Only one previous randomised clinical trial has evaluated the use of methylene blue in patients with post cardiac surgery vasoplegia (Levin et al. 2004). A total of 56 patients with post cardiopulmonary bypass vasoplegia were included. Of these, 28 received an infusion of 1.5 mg/kg of methylene blue over 1 hour and 28 received placebo. Mortality in the group treated with methylene blue was 0% compared with 21.4% in the placebo group respectively (P=0.01). There was also a significant difference in the duration of vasopressor support with all patients in the methylene blue group successfully weaned from vasopressor support within 4 hours of the treatment (Levin et al. 2004).

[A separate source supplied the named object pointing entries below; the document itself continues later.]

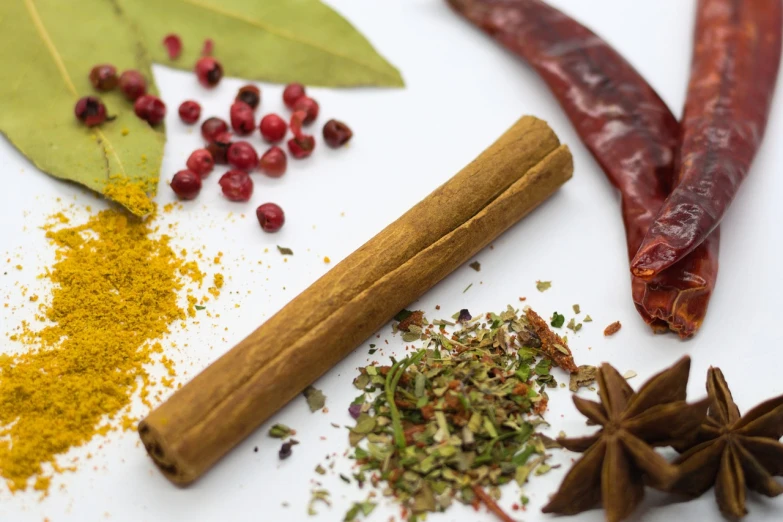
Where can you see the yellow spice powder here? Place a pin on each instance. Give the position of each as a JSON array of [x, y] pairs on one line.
[[115, 290]]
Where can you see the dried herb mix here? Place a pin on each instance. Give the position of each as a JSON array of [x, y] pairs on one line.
[[457, 418]]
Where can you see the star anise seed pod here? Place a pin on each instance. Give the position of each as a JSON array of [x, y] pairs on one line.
[[620, 458], [733, 452]]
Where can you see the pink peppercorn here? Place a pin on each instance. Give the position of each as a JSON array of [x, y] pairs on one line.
[[273, 128], [201, 162], [186, 184], [273, 162], [189, 111], [270, 217], [241, 155], [236, 185]]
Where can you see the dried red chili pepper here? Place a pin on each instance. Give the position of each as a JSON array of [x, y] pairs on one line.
[[735, 66], [629, 130]]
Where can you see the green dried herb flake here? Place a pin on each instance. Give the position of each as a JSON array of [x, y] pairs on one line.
[[316, 400]]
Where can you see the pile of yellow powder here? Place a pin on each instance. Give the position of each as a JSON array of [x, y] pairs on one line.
[[115, 291]]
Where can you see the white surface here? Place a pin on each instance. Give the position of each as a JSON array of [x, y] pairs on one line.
[[462, 92]]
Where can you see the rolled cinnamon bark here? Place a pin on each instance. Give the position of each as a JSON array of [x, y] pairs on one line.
[[191, 431]]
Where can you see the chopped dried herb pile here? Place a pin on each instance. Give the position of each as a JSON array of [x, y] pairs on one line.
[[458, 418]]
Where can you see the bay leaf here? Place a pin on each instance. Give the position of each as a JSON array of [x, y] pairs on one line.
[[278, 41], [47, 52]]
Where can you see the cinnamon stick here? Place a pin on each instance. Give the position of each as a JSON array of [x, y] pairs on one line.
[[191, 431]]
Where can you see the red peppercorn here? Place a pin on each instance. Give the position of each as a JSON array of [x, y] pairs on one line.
[[273, 128], [90, 110], [270, 217], [301, 147], [208, 47], [249, 94], [186, 184], [212, 127], [310, 106], [273, 162], [132, 84], [236, 185], [201, 162], [242, 120], [219, 148], [291, 93], [242, 155], [104, 77], [150, 109], [173, 44], [336, 133], [208, 71], [189, 111]]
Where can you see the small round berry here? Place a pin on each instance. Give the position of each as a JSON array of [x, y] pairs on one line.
[[173, 45], [186, 184], [209, 46], [236, 185], [336, 133], [219, 148], [310, 106], [242, 155], [242, 119], [273, 128], [201, 162], [189, 111], [212, 127], [270, 217], [104, 77], [291, 93], [150, 109], [251, 95], [208, 71], [302, 146], [132, 84], [273, 162], [90, 110]]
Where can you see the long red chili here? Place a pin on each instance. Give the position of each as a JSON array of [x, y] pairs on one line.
[[629, 130], [735, 66]]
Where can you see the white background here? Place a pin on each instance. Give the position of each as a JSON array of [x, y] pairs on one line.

Another randomised clinical trial compared the use of a single 2mg/kg dose of methylene blue given 1hr prior to surgery in patients at high risk of developing vasoplegia (Ozal et al. 2005). In this study, vasoplegic syndrome was not observed in any patients in the treatment group but occurred in 26% of the control. In a second prospective randomised controlled trial, a dose of 3mg/kg vs placebo was given immediately post cardiopulmonary bypass and was observed to significantly reduce post-operative phenylephrine and noradrenaline requirements (Maslow et al. 2006).
Finally, a single centre retrospective analysis evaluating the use of 2 mg/kg of intravenous methylene blue followed by a 12-hour infusion at 0.5 mg/kg/h demonstrated that the use of methylene blue was associated with significant reductions in major adverse events defined as permanent stroke, renal failure, reoperation, deep sternal wound infection, and prolonged ventilation in addition to operative mortality (in-hospital or 30-day) (Mehaffey et al. 2017).
Despite these encouraging data, further research is now needed to establish whether methylene blue can be effectively applied to severe post-operative cardiothoracic vasoplegia to reduce both mortality, duration of vasopressor therapy and ICU length of stay. Given how rapidly the burden of cardiac disease and the frequency of cardiac surgical intervention is increasing, a large randomised controlled trial to determine the safety and efficacy of this therapy is a high priority.